Ses boucles blondes étaient nouées en un chignon artistique sur le haut de sa tête, quelques mèches folles s'en étaient échappées et encadraient son visage à l'ovale toujours parfait. Son teint était halé et faisait ressortir l'azur de ses yeux, pétillants toujours de jeunesse. J'entrais dans le box, m'assis et décrochais le combiné en même temps qu'elle.
Machinalement, je plongeais mon regard dans le sien, la sondant furtivement pour essayer de deviner les secrets cachés derrière ce besoin impérieux de me revoir. Le rouge lui monta aux joues, teintant ses pommettes hautes et saillantes.
-Bon... Bonjour Colton, bégaya-t-elle.
-Salut, Mitsy.
J'essayais, tant bien que mal, de me la jouer cool et de masquer mon malaise, mais ma voix tremblante me trahissait.
-Je suis désolée, Colton, pour tout ce qui t'es arrivé à cause de moi, dit-elle, ses beaux yeux se remplissants instantanément de larmes.

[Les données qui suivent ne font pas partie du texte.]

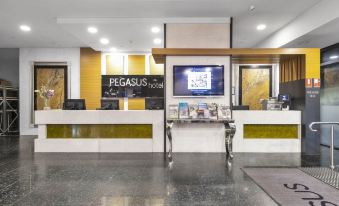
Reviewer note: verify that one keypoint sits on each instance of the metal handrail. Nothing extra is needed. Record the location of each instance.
(332, 166)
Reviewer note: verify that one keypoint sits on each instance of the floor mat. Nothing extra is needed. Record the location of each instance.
(293, 187)
(324, 174)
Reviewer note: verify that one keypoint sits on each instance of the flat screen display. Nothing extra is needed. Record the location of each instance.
(199, 80)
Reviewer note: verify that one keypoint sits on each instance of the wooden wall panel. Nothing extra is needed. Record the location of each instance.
(136, 104)
(292, 68)
(90, 77)
(136, 64)
(114, 64)
(155, 69)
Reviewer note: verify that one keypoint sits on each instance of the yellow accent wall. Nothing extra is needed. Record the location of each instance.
(136, 64)
(114, 64)
(90, 77)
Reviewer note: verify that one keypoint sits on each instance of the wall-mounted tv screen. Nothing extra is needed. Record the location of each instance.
(199, 80)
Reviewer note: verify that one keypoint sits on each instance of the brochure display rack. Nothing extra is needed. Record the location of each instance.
(9, 111)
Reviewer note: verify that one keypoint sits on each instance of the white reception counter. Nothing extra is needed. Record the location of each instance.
(253, 130)
(274, 119)
(153, 143)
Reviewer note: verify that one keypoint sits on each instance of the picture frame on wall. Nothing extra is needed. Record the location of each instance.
(50, 77)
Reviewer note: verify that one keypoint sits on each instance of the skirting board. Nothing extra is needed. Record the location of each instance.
(94, 145)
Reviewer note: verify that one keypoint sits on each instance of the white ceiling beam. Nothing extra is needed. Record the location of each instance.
(318, 15)
(141, 20)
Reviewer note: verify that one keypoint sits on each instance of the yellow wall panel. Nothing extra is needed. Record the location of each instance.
(313, 63)
(90, 77)
(114, 64)
(270, 131)
(136, 104)
(100, 131)
(121, 104)
(136, 64)
(155, 69)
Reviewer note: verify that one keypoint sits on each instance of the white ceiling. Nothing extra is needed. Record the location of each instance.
(48, 31)
(323, 36)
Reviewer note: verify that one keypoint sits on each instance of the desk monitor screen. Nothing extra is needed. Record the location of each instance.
(74, 104)
(154, 103)
(283, 97)
(198, 80)
(109, 104)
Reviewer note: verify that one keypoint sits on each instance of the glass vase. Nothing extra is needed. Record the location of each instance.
(46, 104)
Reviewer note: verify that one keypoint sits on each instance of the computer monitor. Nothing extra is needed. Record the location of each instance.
(109, 104)
(154, 103)
(74, 104)
(284, 98)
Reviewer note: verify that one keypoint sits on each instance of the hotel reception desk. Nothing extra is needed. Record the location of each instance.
(267, 131)
(99, 131)
(143, 131)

Ma gorge se noua, j'ignorais si j'étais capable de répondre à ses excuses, car je ne savais pas comment les gérer, je sentais mes sentiments s'emméler en un tourbillon confus. Aussi fis-je un geste de la main, comme pour chasser le sujet. Il y eu quelques secondes de battements, où, ni elle ni moi ne savions tout à fait quoi dire pour engager la discussion.
Nous reprîmes la parole au même moment ce qui nous fit sourire et détendit enfin l'atmosphère qui jusque là était très lourde.
Elle me fit signe de continuer la phrase que j'avais commencée.
-Que deviens-tu depuis toutes ces années ? Tu es repartie en Georgie ? demandais-je.
-Non, pas du tout, je suis toujours restée au Texas, je vis à Irving.
-Irving ? Tu n'es pas partie bien loin, dis-je.
-Je travaille à Dallas, donc les trajets ne sont pas bien longs, le matin. J'ai une petite fille, que j'élève seule, reprit-elle, elle a neuf ans.
Neuf ans... Pendant une fraction de seconde, la pensée furtive que le secret ait été cette enfant, que j'aie été père tout ce temps sans le savoir m'effleura l'esprit. Puis je me souvint que Mitsy et moi n'avions jamais couché ensemble, et que c'était donc impossible.
- Ta fille, son père c'est Der... commencai-je en réalisant l'horreur de la question que j'allais poser.
-Ô dieu merci, non ! me coupat-telle. Son père était une histoire de passage, un peu après ton arrestation. Quand j'ai appris que j'étais enceinte, je lui en ai parlé, mais il n'a rien voulu savoir, donc je l'élève seule.
-Ça ne doit pas être facile tous les jours, répondis-je en me souvenant de comme maman et moi avions parfois du mal à boucler nos fins de mois.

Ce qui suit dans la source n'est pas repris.